Protesters spray-painted a pavement red in a Yangon suburb and left a note that read: "Dear UN, How are you? I hope you are well. As for Myanmar, we are dying."
'Echoes of Syria'
The United Nations human rights chief warned Tuesday that Myanmar could be spiraling towards a "full-blown" Syrian-style conflict.
Flagging of possible crimes against humanity, the High Commissioner for Human Rights Michelle Bachelet urged countries to take immediate action to push Myanmar's military to stop its "campaign of repression and slaughter of its people."
"I fear the situation in Myanmar is heading towards a full-blown conflict," Bachelet said in a statement.
"There are clear echoes of Syria in 2011," she warned, referring to the start of a civil war that over the past decade has killed around 400,000 people and forced more than six million to flee the country.
The bloody crackdown has brought widespread international condemnation and calls for restraint -- as well as sanctions from some countries on the Myanmar armed forces and their extensive business interests.
But diplomatic bickering has stalled concrete action, with the EU's top diplomat blaming Moscow and Beijing for blocking tough measures, such as a UN arms embargo.
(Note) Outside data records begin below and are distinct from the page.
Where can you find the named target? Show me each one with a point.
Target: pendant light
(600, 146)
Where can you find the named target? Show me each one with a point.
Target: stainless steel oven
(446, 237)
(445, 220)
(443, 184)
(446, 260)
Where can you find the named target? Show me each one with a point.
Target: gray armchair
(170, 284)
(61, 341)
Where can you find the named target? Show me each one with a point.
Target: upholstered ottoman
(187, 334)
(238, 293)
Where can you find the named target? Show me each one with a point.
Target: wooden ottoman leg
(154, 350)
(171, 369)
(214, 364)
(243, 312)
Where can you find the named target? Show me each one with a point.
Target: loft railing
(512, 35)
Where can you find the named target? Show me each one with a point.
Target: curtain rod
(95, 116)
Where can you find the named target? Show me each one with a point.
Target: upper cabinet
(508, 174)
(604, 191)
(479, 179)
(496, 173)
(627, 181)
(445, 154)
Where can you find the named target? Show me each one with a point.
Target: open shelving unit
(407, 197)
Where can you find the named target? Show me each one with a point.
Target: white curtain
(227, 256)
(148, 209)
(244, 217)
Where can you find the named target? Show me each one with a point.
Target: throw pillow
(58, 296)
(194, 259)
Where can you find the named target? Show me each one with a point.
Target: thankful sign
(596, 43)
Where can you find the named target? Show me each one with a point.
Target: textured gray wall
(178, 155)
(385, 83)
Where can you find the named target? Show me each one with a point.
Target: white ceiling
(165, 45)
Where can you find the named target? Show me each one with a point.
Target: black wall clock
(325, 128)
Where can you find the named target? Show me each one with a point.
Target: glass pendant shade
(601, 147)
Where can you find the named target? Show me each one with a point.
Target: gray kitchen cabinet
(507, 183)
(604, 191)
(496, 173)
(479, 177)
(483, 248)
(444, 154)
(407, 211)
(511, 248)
Elsewhere on Wednesday activists in Monywa, Sagaing and Dawei cities and small towns in the Mandalay region rallied on motorbikes carrying red flags of Suu Kyi's political party.
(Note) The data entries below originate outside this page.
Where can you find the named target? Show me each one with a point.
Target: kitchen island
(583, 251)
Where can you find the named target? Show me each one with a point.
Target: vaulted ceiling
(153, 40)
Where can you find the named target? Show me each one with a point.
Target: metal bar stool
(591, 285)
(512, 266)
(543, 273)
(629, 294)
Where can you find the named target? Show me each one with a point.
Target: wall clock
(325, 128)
At a military tribunal in Yangon, seven protesters accused of the murder of a suspected informer were sentenced to death, state media said Tuesday. Three of the demonstrators were tried in absentia.
The junta also announced Tuesday that dozens of more people had been added to an arrest warrant list of 260 celebrities, doctors and ordinary citizens.
Many are accused of spreading dissent against the military, while medical professionals are wanted over their work at private clinics, which have taken in injured protesters, according to state media.
Meanwhile, in the northwestern Sagaing region, a couple was shot dead while delivering milk after junta troops stormed the town of Tamu, according to the Assistance Association for Political Prisoners (AAPP), a local monitoring organization.